C&A existencial

    Eu sempre fui fascinada pela ideia de enviar cartas, sabe? Até mesmo ir à uma agência dos Correios me fazia ficar radiante pelo resto do dia. Comecei a enviar coisas somente 
aos dezoito anos, e desde então, nunca mais parei. Enviar, receber. Passar dias esperando pela entrega. Essa ansiedade, essa angústia pelo "depois". É exatamente esse tipo de inquietude que me move (pra frente ou para um salto num abismo, tem que saber dosar).
     Refletindo sobre o óbvio, vi que tudo sempre está transicionando dentro dessa gigantesca bolha de bad vibes em que nós vivemos. Segundo nossos poetas contemporâneos, "cada dia é um 7x1 diferente". Ah, essa filosofia de bar fresquinha que a internet te proporciona, num delivery sem taxas extras de entrega (até o momento, pelo menos). 
     Eu estive escrevendo, há algumas semanas atrás, sobre as pressões da vida universitária e do fardo de ser um "jovem adulto" em nossa sociedade.

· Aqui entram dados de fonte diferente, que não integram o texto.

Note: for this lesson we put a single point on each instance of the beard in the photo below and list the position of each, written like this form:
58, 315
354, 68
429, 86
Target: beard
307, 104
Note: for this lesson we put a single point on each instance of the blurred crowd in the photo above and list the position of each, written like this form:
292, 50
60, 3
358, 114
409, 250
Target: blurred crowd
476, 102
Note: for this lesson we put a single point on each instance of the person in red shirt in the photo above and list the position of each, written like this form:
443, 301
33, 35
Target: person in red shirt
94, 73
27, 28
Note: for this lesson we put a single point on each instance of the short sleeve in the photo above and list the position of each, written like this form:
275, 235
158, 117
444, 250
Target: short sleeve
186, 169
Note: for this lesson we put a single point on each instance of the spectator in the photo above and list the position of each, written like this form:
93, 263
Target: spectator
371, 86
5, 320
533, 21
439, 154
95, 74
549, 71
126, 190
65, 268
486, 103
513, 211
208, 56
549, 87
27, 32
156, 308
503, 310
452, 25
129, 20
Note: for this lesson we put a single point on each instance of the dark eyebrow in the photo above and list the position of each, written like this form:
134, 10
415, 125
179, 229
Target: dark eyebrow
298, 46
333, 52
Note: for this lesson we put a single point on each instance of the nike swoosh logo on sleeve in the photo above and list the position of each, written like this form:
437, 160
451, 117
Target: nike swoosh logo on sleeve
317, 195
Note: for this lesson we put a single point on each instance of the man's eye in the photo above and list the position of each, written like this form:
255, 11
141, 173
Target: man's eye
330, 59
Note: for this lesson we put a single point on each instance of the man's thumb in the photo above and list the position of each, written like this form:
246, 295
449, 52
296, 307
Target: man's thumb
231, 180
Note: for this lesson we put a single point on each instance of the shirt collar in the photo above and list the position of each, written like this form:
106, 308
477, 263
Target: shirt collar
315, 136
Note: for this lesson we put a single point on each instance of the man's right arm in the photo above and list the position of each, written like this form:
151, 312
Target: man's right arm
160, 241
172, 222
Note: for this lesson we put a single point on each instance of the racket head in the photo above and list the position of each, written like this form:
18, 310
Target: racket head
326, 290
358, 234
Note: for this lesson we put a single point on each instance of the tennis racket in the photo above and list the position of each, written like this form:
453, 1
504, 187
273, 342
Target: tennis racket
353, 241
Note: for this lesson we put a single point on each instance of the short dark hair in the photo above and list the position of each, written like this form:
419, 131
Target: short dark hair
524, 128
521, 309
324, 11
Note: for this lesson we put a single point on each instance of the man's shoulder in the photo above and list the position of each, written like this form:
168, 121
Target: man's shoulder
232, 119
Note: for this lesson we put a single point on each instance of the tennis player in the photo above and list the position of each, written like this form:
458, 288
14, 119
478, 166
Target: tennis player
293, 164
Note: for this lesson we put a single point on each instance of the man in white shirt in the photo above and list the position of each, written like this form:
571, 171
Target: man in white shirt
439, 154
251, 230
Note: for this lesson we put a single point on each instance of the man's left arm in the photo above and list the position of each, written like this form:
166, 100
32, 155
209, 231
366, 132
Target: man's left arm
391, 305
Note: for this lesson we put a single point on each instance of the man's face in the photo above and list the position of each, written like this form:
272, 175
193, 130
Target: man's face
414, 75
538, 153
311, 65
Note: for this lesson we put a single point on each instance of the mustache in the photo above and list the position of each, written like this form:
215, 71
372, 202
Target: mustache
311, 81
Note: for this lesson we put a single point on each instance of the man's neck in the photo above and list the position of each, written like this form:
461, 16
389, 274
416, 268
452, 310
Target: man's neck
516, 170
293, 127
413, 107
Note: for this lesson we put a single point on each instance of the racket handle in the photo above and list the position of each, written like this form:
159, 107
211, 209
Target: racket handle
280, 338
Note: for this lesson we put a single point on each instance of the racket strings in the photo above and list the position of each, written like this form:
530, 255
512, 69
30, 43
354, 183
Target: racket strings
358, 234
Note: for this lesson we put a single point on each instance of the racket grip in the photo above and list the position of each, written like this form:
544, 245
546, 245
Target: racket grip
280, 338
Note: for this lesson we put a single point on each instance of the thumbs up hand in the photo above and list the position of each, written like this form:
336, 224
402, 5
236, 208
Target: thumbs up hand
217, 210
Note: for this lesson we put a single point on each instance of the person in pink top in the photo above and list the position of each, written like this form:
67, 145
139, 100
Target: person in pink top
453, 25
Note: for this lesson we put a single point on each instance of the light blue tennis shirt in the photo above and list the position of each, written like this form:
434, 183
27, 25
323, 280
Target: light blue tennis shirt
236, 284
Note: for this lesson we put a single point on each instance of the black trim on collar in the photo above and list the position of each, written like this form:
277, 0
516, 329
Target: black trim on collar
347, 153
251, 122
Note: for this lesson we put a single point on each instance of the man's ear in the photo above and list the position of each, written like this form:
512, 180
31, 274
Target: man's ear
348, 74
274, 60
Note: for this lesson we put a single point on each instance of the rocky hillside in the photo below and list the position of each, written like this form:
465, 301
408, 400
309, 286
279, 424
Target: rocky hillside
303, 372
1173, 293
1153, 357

Depois da gigantesca crise existencial que isso tudo me rendeu, além do vazio interior (quase um Grand Canyon, diga-se de passagem), fiquei com um imenso ponto de interrogação na testa (também imensa, questão de escala).
     "Como passar por isso tudo e sair ileso? Como apresentar um problema sem soluções cabíveis?".

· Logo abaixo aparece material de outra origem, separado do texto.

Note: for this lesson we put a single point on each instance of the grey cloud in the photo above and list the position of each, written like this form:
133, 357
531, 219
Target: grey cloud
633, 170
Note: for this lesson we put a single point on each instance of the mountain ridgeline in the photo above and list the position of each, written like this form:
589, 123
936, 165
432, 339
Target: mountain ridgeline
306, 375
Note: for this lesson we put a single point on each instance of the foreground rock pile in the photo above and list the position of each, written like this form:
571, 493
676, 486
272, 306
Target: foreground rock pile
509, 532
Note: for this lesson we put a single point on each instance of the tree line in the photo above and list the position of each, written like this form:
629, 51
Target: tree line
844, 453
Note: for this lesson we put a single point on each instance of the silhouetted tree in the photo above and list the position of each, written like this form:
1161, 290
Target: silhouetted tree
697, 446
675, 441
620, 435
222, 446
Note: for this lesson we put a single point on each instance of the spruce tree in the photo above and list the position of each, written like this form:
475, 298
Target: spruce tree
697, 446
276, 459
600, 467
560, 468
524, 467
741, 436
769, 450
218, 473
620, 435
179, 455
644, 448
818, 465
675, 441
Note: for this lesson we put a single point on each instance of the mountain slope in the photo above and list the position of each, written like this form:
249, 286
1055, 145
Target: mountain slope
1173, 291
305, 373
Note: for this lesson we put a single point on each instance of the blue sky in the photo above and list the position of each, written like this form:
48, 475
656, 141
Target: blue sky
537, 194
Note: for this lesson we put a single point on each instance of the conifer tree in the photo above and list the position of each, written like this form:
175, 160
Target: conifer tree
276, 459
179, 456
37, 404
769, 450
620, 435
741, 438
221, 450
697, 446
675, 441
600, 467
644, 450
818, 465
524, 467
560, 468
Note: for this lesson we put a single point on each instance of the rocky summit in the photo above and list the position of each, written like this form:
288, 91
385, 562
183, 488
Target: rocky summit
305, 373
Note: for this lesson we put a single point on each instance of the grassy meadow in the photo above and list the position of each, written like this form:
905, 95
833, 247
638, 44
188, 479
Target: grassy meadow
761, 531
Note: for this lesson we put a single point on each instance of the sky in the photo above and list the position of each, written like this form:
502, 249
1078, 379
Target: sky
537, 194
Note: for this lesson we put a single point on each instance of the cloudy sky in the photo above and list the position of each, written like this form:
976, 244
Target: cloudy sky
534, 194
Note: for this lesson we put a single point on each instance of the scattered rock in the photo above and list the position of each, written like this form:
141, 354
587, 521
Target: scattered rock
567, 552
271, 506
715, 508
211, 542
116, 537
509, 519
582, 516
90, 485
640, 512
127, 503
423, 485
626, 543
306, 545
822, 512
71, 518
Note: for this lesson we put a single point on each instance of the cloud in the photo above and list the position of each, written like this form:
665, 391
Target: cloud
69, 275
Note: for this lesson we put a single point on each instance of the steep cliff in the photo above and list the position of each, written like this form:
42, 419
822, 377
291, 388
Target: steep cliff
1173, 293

     Me senti mais estúpida do que se houvesse escrito uma receita de miojo com salsicha na redação do vestibular.
     Dentro da liquidez de nossas vidas, nada pode ser considerado, nem de longe, nem de leve, concreto. Seguro. Inabalável.
     Meu adorado polonês Zygmunt Baumann sangrou uma coleção inteira de material sobre o assunto, sobre a fragilidade das relações, do ego humano. E nem me faça falar do coração humano, lugar onde tudo possui alicerces feitos de palito de dente. Numa hora, existe, noutra, puff. Foi-se.
     Se a mudança é, de fato, a única constância do universo, o que podemos afirmar sobre a inconstância de nossas existências? Seria então, a mudança, a única constante inconstância que atinge a todos, pobres e ricos, sem distinção social? 
     Dentro dessa engrenagem, percebi mais que mudanças e transições. Percebi que sempre estamos correndo das necessidade interiores, dos vazios não preenchidos, dos romances não vividos e dos abraços não ofertados. Sempre tentando coisas, sempre aprendendo com os erros e errando devido aos acertos. Sempre almejando a mudança, o "cheiro de carro novo". 
     "Trocar de vida como quem troca de roupa", parafraseando a máxima popular. A vida pertence sempre aos mesmos indivíduos. Mas, e as roupas? Jogadas fora, para lavar? Ou apenas esquecidas num canto obscuro do guarda-roupa planejado?
     E se as roupas realmente existem, a troca já deixa de ser pauta discutível, questão crucial. Agora, cabe à todos nós descobrir aonde é o próximo provador.